Next Generation Technologist

Next Generation Sequencing, Marketing, and the Genomic Revolution

March 2, 2015
by Dale Yuzuki

A few observations from Advances in Genome Biology and Technology

150302 Marco Island 1 Crop

View from the Thermo Fisher suite

In the closing session of the Advances in Genome Biology and Technology meeting recently concluded in Marco Island, Florida, the main organizers Dr. Eric Green (National Human Genome Research Institute Director, Bethesda MD) and Dr. Elaine Mardis (Co-director with Rick Wilson of the Genome Institute of Washington University, St. Louis MO) asked an interesting question – whether they should set-up an area where blog posts could be written (and recorded) for the benefit of others. I think it is a good idea – to have a forum by which participants can share their thoughts and impressions, as over the years these get scattered as certain blogs appear (and disappear as circumstances change).

Notes from AGBT 2010

As one example, Anthony Fejes shared a lot on his old blog, and if you want a snapshot on how things have changed in five years you can access his notes from AGBT 2010 here. (His 2009 observations are summarized in a single post here, dated Feb 9.) And then in 2010 he moved over to the blog network but it was short-lived, and is now blogging under a subdomain (here’s a link to his AGBT 2011 notes). Not being able to attend since (the most recent post was an invitation to ‘guest blog’ from the 2012 meeting but there were not any takers), he’s moved onto other topics in bioinformatics, and notably hosted a Reddit AMA a few months ago (I admit that I missed it, even though /r/bioinformatics is an interesting sub). He even received ‘Reddit Gold’, which is a way readers can reward useful contributions with additional Reddit superpowers.
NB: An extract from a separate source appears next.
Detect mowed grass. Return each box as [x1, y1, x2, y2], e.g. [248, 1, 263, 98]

Anyway, back to the topic of guest blogging and AGBT: there were a number of new faces on Twitter using the #AGBT15 hashtag, and the prior notables that blogged about AGBT in prior years were absent, such as Lex Nederbragt (his ‘In Between the Lines of Code’ is widely read and last year was his first AGBT) and Keith Robison. Keith’s ‘Omics! Omics!’ site had a number of notable #AGBT15 posts, including a nice description of the just-announced 10X Genomics platform, and this review of Thermo Fisher Scientific’s progress with the Ion Torrent platform. Another blogger that comes to mind is Dan Koboldt of MassGenomics.

One simple fact is that at AGBT the intersection of public communication via this new media platform and attendees will change from year to year. This year perhaps other voices will start to share their opinions online – but for Lex, Keith and Dan they all have limited travel funds (who doesn’t?) and like anyone else has to be selective on which conferences to attend in a given year. (Of course there were commercial media present, such as reporting from GenomeWeb which will be sure to be written up and published over the next few days, as well as a number of Wall Street analysts who will be writing up their research reports for their respective audiences.)

The challenges of getting blog posts written

And blogs quickly become dormant – I see that the excellent GenomesUnzipped hasn’t posted since March of 2014 – for a wide variety of reasons, the primary one is that everyone is busy. The opportunity cost of writing down thoughts versus doing ‘regular work’ or other special projects or fulfilling other commitments is completely understandable.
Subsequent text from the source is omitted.